Reaching as far back as 1180 AD, the world witnessed the first platform business model when the Count of Champagne set up the Champagne Fairs. (1) With his platform in place, many saw the Count’s business model prove lucrative to all parties involved: buyers, sellers, and most notably, the platform operator sitting in the middle. It was a win-win-win.
While there are instances of multi-sided platform business models, most platforms usually comprise two sides: supply and demand. In today’s tech-driven world, we see these platform business models broker the two sides in the form of Amazon (consumer goods), Airbnb (rental property), Uber (rideshare), Groupon (dining and entertainment), Instacart (grocery delivery), and Robinhood (market trading).
Fast forward just over 800 years. What started in 1988 in China as an insurance company, Ping An, now describes itself as a compilation of 5 platforms comprised of five ecosystems — financial services, health care, smart cities, automobiles, and real estate. While each platform can operate independently, Ping An has become a top 10 financial institution (2) by bringing them together, amassing insights from data from each, connecting government, patients, medical service providers, health insurers, and technology, all designed to grow the business with an aim to provide the most effective health care possible.
As of August 2022, Code and Pepper listed 50 digital banking platforms3, demonstrating that financial services organizations of all shapes and sizes recognize the potential and are getting into the platform business model game. It’s not just digital core banking services.
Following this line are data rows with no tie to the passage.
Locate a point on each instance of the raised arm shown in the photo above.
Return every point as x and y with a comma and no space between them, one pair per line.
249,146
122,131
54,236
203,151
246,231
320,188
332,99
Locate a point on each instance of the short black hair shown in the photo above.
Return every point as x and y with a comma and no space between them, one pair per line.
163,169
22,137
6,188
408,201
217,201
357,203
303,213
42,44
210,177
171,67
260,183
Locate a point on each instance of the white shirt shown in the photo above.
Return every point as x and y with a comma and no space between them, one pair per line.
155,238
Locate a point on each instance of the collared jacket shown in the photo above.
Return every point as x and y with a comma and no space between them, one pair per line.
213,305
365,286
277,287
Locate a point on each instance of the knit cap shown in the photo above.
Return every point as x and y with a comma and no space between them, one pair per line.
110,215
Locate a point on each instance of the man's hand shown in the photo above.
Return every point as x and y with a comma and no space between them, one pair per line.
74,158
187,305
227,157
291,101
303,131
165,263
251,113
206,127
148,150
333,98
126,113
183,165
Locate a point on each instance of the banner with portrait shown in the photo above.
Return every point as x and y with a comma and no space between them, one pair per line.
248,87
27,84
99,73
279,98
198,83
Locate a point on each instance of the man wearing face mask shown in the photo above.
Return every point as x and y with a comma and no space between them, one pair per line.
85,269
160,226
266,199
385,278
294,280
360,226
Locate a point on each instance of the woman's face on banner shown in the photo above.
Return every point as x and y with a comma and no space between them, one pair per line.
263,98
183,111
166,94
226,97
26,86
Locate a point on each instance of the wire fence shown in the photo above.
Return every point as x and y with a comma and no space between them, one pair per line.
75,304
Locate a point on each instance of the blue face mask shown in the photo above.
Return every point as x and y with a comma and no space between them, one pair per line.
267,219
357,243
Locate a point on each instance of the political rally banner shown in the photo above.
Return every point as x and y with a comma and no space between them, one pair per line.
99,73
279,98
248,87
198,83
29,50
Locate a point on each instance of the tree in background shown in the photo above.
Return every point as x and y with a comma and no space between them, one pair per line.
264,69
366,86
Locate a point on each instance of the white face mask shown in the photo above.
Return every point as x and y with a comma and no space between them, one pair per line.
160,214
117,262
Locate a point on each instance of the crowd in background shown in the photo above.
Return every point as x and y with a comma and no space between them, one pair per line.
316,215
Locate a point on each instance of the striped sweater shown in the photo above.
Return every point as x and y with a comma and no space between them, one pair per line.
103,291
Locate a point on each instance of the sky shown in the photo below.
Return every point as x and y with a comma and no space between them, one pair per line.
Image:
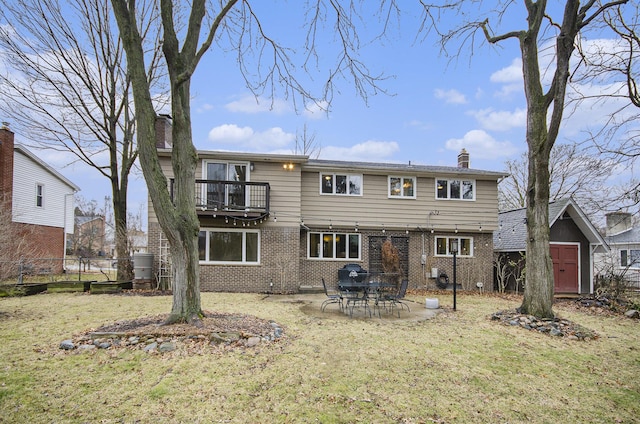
432,106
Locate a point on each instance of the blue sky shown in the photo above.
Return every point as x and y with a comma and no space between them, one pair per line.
433,109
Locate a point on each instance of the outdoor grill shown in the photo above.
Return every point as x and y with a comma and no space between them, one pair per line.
352,272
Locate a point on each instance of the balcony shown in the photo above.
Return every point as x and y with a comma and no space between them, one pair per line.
234,199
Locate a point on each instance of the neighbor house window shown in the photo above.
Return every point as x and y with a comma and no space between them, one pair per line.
630,258
39,195
443,246
229,246
455,189
343,184
334,246
402,187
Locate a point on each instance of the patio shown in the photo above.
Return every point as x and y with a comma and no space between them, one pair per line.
311,304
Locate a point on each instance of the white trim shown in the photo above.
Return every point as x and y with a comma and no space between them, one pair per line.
244,231
570,243
334,258
402,178
333,183
461,180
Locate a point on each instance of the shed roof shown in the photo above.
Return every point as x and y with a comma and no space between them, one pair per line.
512,235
Consider shared/connected capabilities provided through platform lending (Kiva), debt collection (TrueAccord), commercial banking (nCino), and wealth management (Betterment).
With a platform business model, traditional brick-and-mortar businesses are often replaced with digital equivalents that can scale globally and where the supply chain for these products and services being offered are brokered by the platforms, many times tapping into underpromoted providers and serving untapped consumers.
Some of the core capabilities that can be found in such a platform that brings value to the entire ecosystem include one or more of the following:
- Search / Matchmaking: The platform enables users to search for items of interest
- Credibility / Trust: The platform bridges the trust gap between providers and consumers
- Facilitate / Transact: The platform facilitates (brokers) the financial transaction
- Delivery / Support: The platform brings end-to-end backing for the transaction lifecycle
The platform business model works by bringing together multiple parties where they all benefit from economies of scale, making it an attractive model for organizations, aged and young. Some additional benefits of a platform business model can include:
- Faster innovation
- Simplified operations
- Improved quality
- Increased reliability
- Reduced risk
- Expanded capacity
- Improving inventory
- Increased trust
- Boosted sales
These benefits ultimately boil down to saving money, reaching new customers, increasing transactions, generating greater revenue, and extracting more profits. It’s an alluring prospect, which is why we see platforms playing a significant role for 7 of the ten largest companies in Asia. (4)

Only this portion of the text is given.